Le 10 novembre 2010, Mme X. est engagée en qualité de gouvernante par M. Z. Le 4 novembre 2013, Mme X. indique à son employeur être enceinte. Elle est placée en arrêt maladie du 14 au 31 janvier 2014. Cet arrêt est ensuite prolongé jusqu’au 14 février inclus. Le 11 février, M. Z. renvoie Mme X. pour faute grave. Estimant que cette décision contrevient à l’interdiction de licenciement d’une salariée enceinte, Mme X. saisit les prud’hommes.

LE DÉBAT

Les articles L.1225-4 et L.1225-5 du Code du travail disposent que pendant son arrêt maternité et les congés payés qui y sont accolés, la salariée bénéficie d’une protection absolue contre le licenciement. Durant ces périodes, elle ne peut pas être démise de ses fonctions quel qu’en soit le motif. A cette protection s’ajoute une seconde dite relative. Pendant la durée de sa grossesse et les dix semaines consécutives à sa reprise du travail, la salariée peut être licenciée uniquement pour faute grave ou impossibilité de maintenir la relation de travail, non liées à la grossesse ou à la maternité. De façon constante depuis 2010, la Cour de cassation considère que la protection absolue contre la rupture du contrat de travail s’applique également pendant l’arrêt dit « pathologique ». Cet arrêt augmente d’autant de semaines la durée de l’arrêt maternité. En l’espèce, Mme X. faisait valoir que son licenciement était intervenu pendant un arrêt pathologique. Le certificat médical de prolongation du 31 janvier 2014 mentionnait expressément « contractions utérines, fatigue ». Elle bénéficiait donc, selon elle, d’une protection absolue contre le licenciement.
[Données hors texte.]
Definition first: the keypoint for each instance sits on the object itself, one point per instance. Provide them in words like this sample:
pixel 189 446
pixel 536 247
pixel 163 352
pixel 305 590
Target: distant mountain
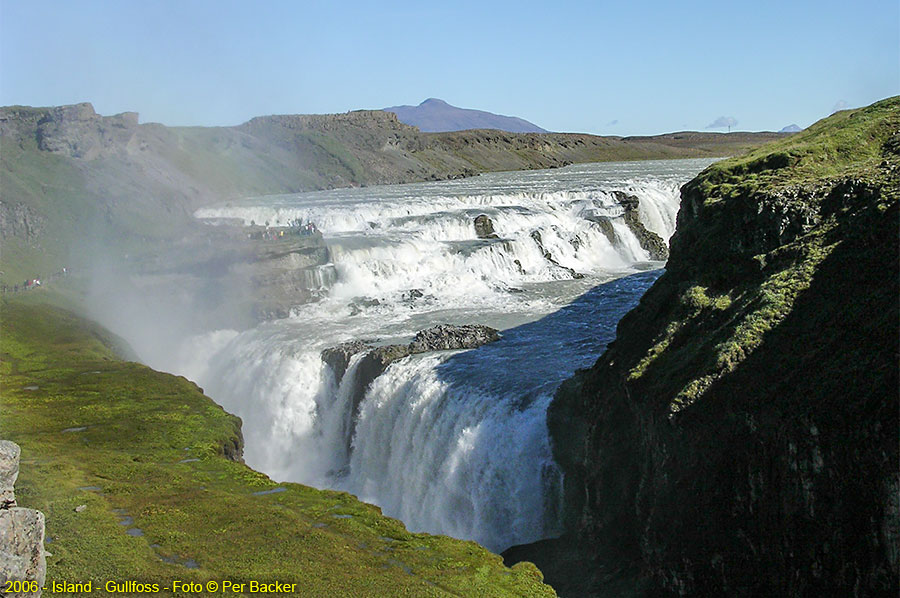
pixel 434 116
En réponse M. Z. soulignait que, contrairement à son premier arrêt de travail, lors de la rédaction de la prolongation, le médecin n’avait pas coché la case « En rapport avec un état pathologique résultant de la grossesse » sur le formulaire destiné à la Sécurité sociale et à lui-même. Sans cette précision, il estimait que la prolongation de l’arrêt n’était pas pathologique et qu’il pouvait donc renvoyer Mme X pour faute grave. Le 14 novembre 2018, la cour d’appel de Paris rejette les arguments de Mme X. Les magistrats retiennent l’argument de M. Z. Ils ajoutent que, même si la Sécurité sociale avait considéré la salariée en état pathologique et que l’arrêt semblait en lien avec sa grossesse, l’absence de validation de la case « En rapport avec un état pathologique résultant de la grossesse » dans le formulaire d’arrêt de travail empêchait Mme X. de bénéficier de la protection absolue contre le licenciement. Mme X. forme un pourvoi en cassation.

LA DÉCISION

Le 14 septembre 2022, la Cour de cassation rejette le pourvoi de Mme X. sur ce point. La Cour de cassation applique strictement le Code du travail et sa jurisprudence. Ainsi, le bénéfice de la protection absolue pendant le congé pathologique ne profite qu’à la salariée qui présente un certificat médical dans lequel la case « En rapport avec un état pathologique résultant de la grossesse » a été cochée. Les magistrats rappellent qu’il revient aux juges de la cour d’appel d’apprécier les preuves. Cette décision est sévère pour la salariée et exigeante pour les médecins qui, lorsqu’ils complètent un arrêt de travail, ne doivent pas oublier de valider la case, et ce même pour une prolongation. Il peut être envisageable pour la salariée de se retourner contre le médecin.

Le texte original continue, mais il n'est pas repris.